SWBAT decompose fractions into sums of fractions in more than one way.

Fractions can be broken into sums of fractions.

5 minutes

*Rationale for teaching with a task:*

*After I have worked directly with the students on a skill, I like to use a task. A task gives the students more practice on the skill while working in groups. Allowing the students to work in groups gives the students different perspectives from their classmates. Students can learn from each other. As the students work on a task, I am the facilitator, walking around monitoring and questioning the students to lead them to the solution.*

I let the students know that today we will do a task. I remind the students of the structure and routine of a task. First, the students will have private work time to think about and plan how to solve the task. Next, the students will work in groups to explore the concept of the lesson. Finally, the students will share/analyze/and discuss the task as a whole class. Each student should have a copy of the task at their desk, as well as a tool kit that contains fraction strips.

I find that this type of lesson is crucial to the students becoming critical thinkers. When they have to discover things for themselves, then the concepts stay with the students.

5 minutes

Teresa's Pizza (Fractions).docx:

Teresa has 3/4 of a pizza. How can Teresa write 2 addition equations that show the amount of pizza that she will eat?

1. Write 2 addition equations using fourths that show the amount of pizza that Teresa will eat **(4.NF.B.3b)**.

2. Draw a model of each addition equation. **(MP4)**

3. Write to Explain: Use words and numbers to explain how you solved this problem.

Give the students about 5 minutes of independent time to read and plan to solve this task **(MP1)**. The students should have a tool kit with fraction strips at their desk. The students can use the fraction strips at this time to plan how to solve the task** (MP5)**. After the 5 minutes of independent planning, the lesson will go to the next phase of group exploration.

20 minutes

During the group exploration/discovery phase, the students will work in groups of 3. Each group will have a copy of the task. The students must work together to complete all requirements of the task. The students will have to reason abstractly and quantitatively by attending to the meaning of 3/4 **(MP2)**. During this phase, the students will not receive direct instruction. This is a discovery lesson. I find that students who discover concepts have a better conceptual understanding of the lesson. The students will be guided to the conceptual understanding through questioning by me and their classmates.

The students will be required to decompose the fraction 3/4 **(4.NF.B.3b)** into two different addition equations.
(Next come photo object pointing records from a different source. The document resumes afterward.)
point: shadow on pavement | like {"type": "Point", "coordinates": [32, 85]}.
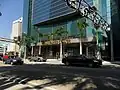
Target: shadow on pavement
{"type": "Point", "coordinates": [59, 77]}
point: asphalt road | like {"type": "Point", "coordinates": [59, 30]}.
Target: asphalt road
{"type": "Point", "coordinates": [58, 77]}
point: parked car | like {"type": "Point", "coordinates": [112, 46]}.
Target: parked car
{"type": "Point", "coordinates": [82, 60]}
{"type": "Point", "coordinates": [38, 58]}
{"type": "Point", "coordinates": [14, 61]}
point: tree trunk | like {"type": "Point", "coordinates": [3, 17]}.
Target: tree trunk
{"type": "Point", "coordinates": [24, 52]}
{"type": "Point", "coordinates": [32, 51]}
{"type": "Point", "coordinates": [80, 47]}
{"type": "Point", "coordinates": [39, 49]}
{"type": "Point", "coordinates": [86, 51]}
{"type": "Point", "coordinates": [61, 50]}
{"type": "Point", "coordinates": [19, 51]}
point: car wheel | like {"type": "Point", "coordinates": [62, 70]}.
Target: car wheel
{"type": "Point", "coordinates": [67, 63]}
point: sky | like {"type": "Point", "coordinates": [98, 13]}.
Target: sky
{"type": "Point", "coordinates": [11, 10]}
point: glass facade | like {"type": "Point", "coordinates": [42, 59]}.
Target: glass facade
{"type": "Point", "coordinates": [49, 9]}
{"type": "Point", "coordinates": [25, 16]}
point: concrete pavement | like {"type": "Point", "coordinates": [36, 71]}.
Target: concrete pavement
{"type": "Point", "coordinates": [58, 77]}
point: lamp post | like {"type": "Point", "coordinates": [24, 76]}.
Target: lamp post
{"type": "Point", "coordinates": [90, 12]}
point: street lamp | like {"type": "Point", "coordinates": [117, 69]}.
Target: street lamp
{"type": "Point", "coordinates": [0, 14]}
{"type": "Point", "coordinates": [90, 12]}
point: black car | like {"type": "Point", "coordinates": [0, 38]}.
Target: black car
{"type": "Point", "coordinates": [14, 61]}
{"type": "Point", "coordinates": [82, 60]}
{"type": "Point", "coordinates": [38, 58]}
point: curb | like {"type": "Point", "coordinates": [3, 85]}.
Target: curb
{"type": "Point", "coordinates": [42, 88]}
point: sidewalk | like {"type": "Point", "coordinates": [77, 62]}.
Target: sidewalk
{"type": "Point", "coordinates": [105, 64]}
{"type": "Point", "coordinates": [49, 61]}
{"type": "Point", "coordinates": [115, 64]}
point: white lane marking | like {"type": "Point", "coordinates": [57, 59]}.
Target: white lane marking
{"type": "Point", "coordinates": [23, 80]}
{"type": "Point", "coordinates": [6, 84]}
{"type": "Point", "coordinates": [15, 80]}
{"type": "Point", "coordinates": [13, 77]}
{"type": "Point", "coordinates": [49, 88]}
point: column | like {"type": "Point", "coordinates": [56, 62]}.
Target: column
{"type": "Point", "coordinates": [60, 50]}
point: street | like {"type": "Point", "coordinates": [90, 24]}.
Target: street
{"type": "Point", "coordinates": [57, 77]}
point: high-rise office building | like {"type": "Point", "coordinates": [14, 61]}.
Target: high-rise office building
{"type": "Point", "coordinates": [16, 32]}
{"type": "Point", "coordinates": [46, 16]}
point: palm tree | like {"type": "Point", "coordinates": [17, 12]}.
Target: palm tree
{"type": "Point", "coordinates": [60, 32]}
{"type": "Point", "coordinates": [96, 35]}
{"type": "Point", "coordinates": [25, 41]}
{"type": "Point", "coordinates": [50, 37]}
{"type": "Point", "coordinates": [81, 24]}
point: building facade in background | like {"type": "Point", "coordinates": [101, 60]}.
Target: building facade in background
{"type": "Point", "coordinates": [46, 16]}
{"type": "Point", "coordinates": [16, 31]}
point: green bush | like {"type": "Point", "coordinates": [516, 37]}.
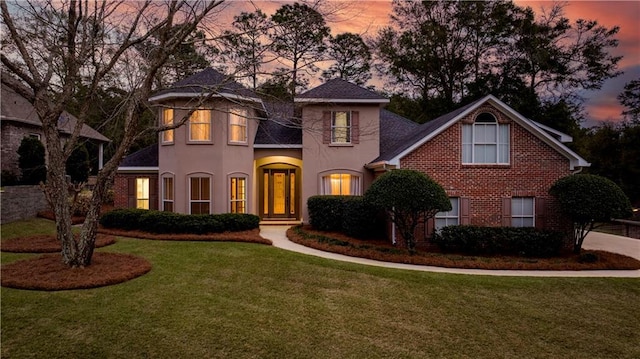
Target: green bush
{"type": "Point", "coordinates": [326, 212]}
{"type": "Point", "coordinates": [361, 220]}
{"type": "Point", "coordinates": [528, 242]}
{"type": "Point", "coordinates": [176, 223]}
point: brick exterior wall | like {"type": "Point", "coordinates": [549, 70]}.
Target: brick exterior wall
{"type": "Point", "coordinates": [534, 167]}
{"type": "Point", "coordinates": [21, 202]}
{"type": "Point", "coordinates": [124, 190]}
{"type": "Point", "coordinates": [11, 138]}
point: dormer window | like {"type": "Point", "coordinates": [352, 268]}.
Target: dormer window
{"type": "Point", "coordinates": [238, 126]}
{"type": "Point", "coordinates": [485, 141]}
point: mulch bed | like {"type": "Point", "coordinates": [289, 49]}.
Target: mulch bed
{"type": "Point", "coordinates": [251, 236]}
{"type": "Point", "coordinates": [385, 251]}
{"type": "Point", "coordinates": [46, 243]}
{"type": "Point", "coordinates": [47, 272]}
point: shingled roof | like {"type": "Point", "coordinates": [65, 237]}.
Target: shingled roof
{"type": "Point", "coordinates": [280, 128]}
{"type": "Point", "coordinates": [204, 82]}
{"type": "Point", "coordinates": [146, 157]}
{"type": "Point", "coordinates": [16, 108]}
{"type": "Point", "coordinates": [338, 90]}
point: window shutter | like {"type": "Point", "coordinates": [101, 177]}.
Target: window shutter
{"type": "Point", "coordinates": [465, 216]}
{"type": "Point", "coordinates": [153, 193]}
{"type": "Point", "coordinates": [540, 212]}
{"type": "Point", "coordinates": [506, 212]}
{"type": "Point", "coordinates": [355, 127]}
{"type": "Point", "coordinates": [431, 225]}
{"type": "Point", "coordinates": [131, 192]}
{"type": "Point", "coordinates": [326, 127]}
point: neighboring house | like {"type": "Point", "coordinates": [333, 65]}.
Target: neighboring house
{"type": "Point", "coordinates": [239, 154]}
{"type": "Point", "coordinates": [19, 119]}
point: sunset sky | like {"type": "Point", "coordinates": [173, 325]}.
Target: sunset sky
{"type": "Point", "coordinates": [366, 17]}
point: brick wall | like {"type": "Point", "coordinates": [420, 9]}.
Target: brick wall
{"type": "Point", "coordinates": [21, 202]}
{"type": "Point", "coordinates": [11, 138]}
{"type": "Point", "coordinates": [533, 168]}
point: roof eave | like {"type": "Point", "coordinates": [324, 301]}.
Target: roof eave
{"type": "Point", "coordinates": [172, 95]}
{"type": "Point", "coordinates": [340, 100]}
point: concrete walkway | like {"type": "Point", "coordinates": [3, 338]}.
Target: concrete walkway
{"type": "Point", "coordinates": [595, 240]}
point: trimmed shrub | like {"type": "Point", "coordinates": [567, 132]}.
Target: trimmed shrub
{"type": "Point", "coordinates": [127, 219]}
{"type": "Point", "coordinates": [176, 223]}
{"type": "Point", "coordinates": [477, 240]}
{"type": "Point", "coordinates": [360, 219]}
{"type": "Point", "coordinates": [326, 212]}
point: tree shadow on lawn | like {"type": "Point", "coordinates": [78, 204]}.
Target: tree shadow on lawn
{"type": "Point", "coordinates": [386, 252]}
{"type": "Point", "coordinates": [49, 273]}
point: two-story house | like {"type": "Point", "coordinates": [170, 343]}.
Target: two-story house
{"type": "Point", "coordinates": [237, 153]}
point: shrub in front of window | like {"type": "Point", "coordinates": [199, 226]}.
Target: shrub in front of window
{"type": "Point", "coordinates": [326, 212]}
{"type": "Point", "coordinates": [176, 223]}
{"type": "Point", "coordinates": [410, 197]}
{"type": "Point", "coordinates": [478, 240]}
{"type": "Point", "coordinates": [589, 199]}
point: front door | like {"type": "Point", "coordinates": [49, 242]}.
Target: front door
{"type": "Point", "coordinates": [279, 193]}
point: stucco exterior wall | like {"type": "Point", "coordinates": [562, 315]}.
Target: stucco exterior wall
{"type": "Point", "coordinates": [533, 168]}
{"type": "Point", "coordinates": [218, 158]}
{"type": "Point", "coordinates": [321, 158]}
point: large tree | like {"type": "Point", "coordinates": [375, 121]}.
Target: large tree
{"type": "Point", "coordinates": [299, 40]}
{"type": "Point", "coordinates": [247, 45]}
{"type": "Point", "coordinates": [53, 48]}
{"type": "Point", "coordinates": [352, 59]}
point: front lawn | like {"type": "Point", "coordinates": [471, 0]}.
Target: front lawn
{"type": "Point", "coordinates": [239, 300]}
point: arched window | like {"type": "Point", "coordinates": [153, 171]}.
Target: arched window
{"type": "Point", "coordinates": [485, 141]}
{"type": "Point", "coordinates": [342, 184]}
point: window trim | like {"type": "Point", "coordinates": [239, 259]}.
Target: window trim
{"type": "Point", "coordinates": [447, 216]}
{"type": "Point", "coordinates": [348, 127]}
{"type": "Point", "coordinates": [173, 193]}
{"type": "Point", "coordinates": [353, 183]}
{"type": "Point", "coordinates": [245, 178]}
{"type": "Point", "coordinates": [469, 134]}
{"type": "Point", "coordinates": [191, 200]}
{"type": "Point", "coordinates": [209, 140]}
{"type": "Point", "coordinates": [148, 190]}
{"type": "Point", "coordinates": [168, 133]}
{"type": "Point", "coordinates": [241, 114]}
{"type": "Point", "coordinates": [522, 217]}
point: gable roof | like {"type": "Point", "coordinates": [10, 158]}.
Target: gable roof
{"type": "Point", "coordinates": [280, 129]}
{"type": "Point", "coordinates": [203, 83]}
{"type": "Point", "coordinates": [16, 108]}
{"type": "Point", "coordinates": [340, 91]}
{"type": "Point", "coordinates": [146, 158]}
{"type": "Point", "coordinates": [431, 129]}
The students must communicate with each other and agree upon the equations. This will take discussion, critiquing, and justifying of answers to get all 3 students to understand the concept **(MP3)**. Each group will have a tool kit with fraction strips. During this part of the lesson, the students should use the fourths strips to decompose 3/4 **(MP5)**. Once they have come up with their 2 addition equations, they must draw a model to represent each equation **(MP4).** The model must be accurate and show that fraction pieces are equal in size **(MP6)**

During the phase, I will monitor and assess the students' progression of understanding through questioning. Possible questions to help lead to the concept are as follows:

1. What is the denominator in this fraction? What does it mean?

2. Will the answer be a whole number of a fraction?

3. How much pizza did Teresa have?

4. What operation do they want for the equation? What clue word tells you this?

5. How does you model connect back to the fraction?

6. How many fourths does it take to get 3/4? **(MP7)**

7. What can you tell about the sizes of the fraction strips? What does it tell us when we draw our fractions?

15 minutes

During this phase of the lesson, student solution paths will be shared. While the students were working in groups and I was walking around questioning, I identified solution paths to be shared as a whole class for this phase. Some of the solution paths are correct, but there is one that I wanted to share that had a misconception that I wanted to address.

From the picture (Misconception - Student work (MP6) you can see that one group added 1/4 + 2/4 = 3/4. I wanted to address this with the whole class because I wanted to talk about MP6 (attend to precision). In the rectangular models, the students' models do not represent that fractions are equal sized pieces. In the equation 1/4 +2/4= 34, the 1/4 fraction piece is a lot larger than the 2/4. This is an excellent teaching opportunity to talk about equal size pieces in fractions referring to the same whole.

Possible questions that can help guide the students to the understanding that fraction are equal sized pieces:

1. Teresa at 3/4 of a cake. What was the amount of the whole cake?

2. How many fourths are there in 3/4?

3. What can you tell about the size of these fraction pieces? (Have fourths put up on your Smart board for the students to see)

4. Should I draw 1/4 larger than 2/4? Why or why not?

10 minutes

After the share/discuss/analyze phase of the lesson, I close the lesson out by having the students do an exit ticket. This will enable me to see how well the students understood how to decompose a fraction into a sum of of fractions with the same denominator.

The students will receive an Exit Ticket Decomposing Fractions.docx to complete their answers. I will collect these exit tickets to evaluate the students' understanding. Those students who need remediation will work with me in small group the next day.